Every Tribe, Every Tongue

Sunday morning, about a half-hour before worship begins, I turn on the music.  We have some speaker in our steeple and I turn on the CD Player connected to them, so that music is playing outside when people arrive.  I also turn on some music inside the sanctuary, so that the people who arrive early have something in the background that is conducive to worshiping God.  Right now there are three different files on my computer that I use for this purpose inside the sanctuary.
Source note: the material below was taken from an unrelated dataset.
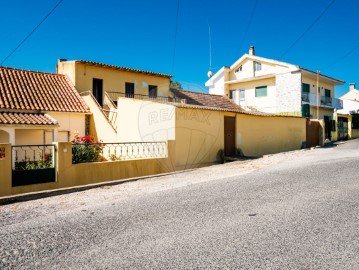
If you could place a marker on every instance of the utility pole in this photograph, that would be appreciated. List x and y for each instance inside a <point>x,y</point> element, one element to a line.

Two are soft, solo piano medleys of older hymns and the other is an acoustic collection of songs by a modern Christian artist.

Last Sunday I had one of the piano medleys on and I was walking from the entrance of the church up towards the front.  The specific song being played was "I Have Decided to Follow Jesus."  As I walked up the aisle I heard a woman singing along, softly and in Jicarilla Apache.  While I know very little of the Jicarilla Apache language I knew what she was singing because we have sung that song in Jicarilla in worship three or four times over the past three years. 

In Revelation 7:9-10 John says of his vision in heaven,

"After this I looked, and behold, a great multitude that no one could number, from every nation, from all tribes and peoples and languages, standing before the throne and before the Lamb, clothed in white robes, with palm branches in their hands, and crying out with a loud voice, "Salvation belongs to our God who sits on the throne, and to the Lamb!""

God's plan is to draw people from all parts of the world, from every people group, speaking every language, to Himself.  Speakers of English, Spanish, Gaelic, Russian, Farsi, Jicarilla Apache, Mescalero Apache, and Navajo, to name but a few.  According to the Joshua Project there are over 16,000 people in groups in the world, and in 2016, nearly 2,000 years after Jesus walked this earth, 40% of those groups are still unreached with the good news found only in Jesus.

It is my privilege to be able to serve a community made up of one of those groups that has received the Gospel.  The first missionaries to the Jicarilla Apache arrived in 1914.
The church here has never been large but it's presence has been continual.  And while the Gospel has been proclaimed it is fair to say that there are many people living here who have still not heard it.

The passage in Revelation does not claim that all people from all groups will be gathered by God, but that all groups will be represented.  The Jicarilla Apache are a people group that is found in only one place, in Dulce New Mexico.  How many of those thousands of unreached groups are ones that are like the Jicarilla Apache, that only exist in one isolated place? 

When I heard that woman singing last Sunday I knew that we had to sing that song, in her language, the next time we gathered for worship.  So this Sunday we will use it to close our worship, along with a prayer that God's servants would continue to carry the Gospel of Jesus throughout the world, gathering in the people of every tribe and every tongue, people who will one day join in the mighty chorus, exclaiming,

"Salvation belongs to our God who sits on the throne, and to the Lamb!"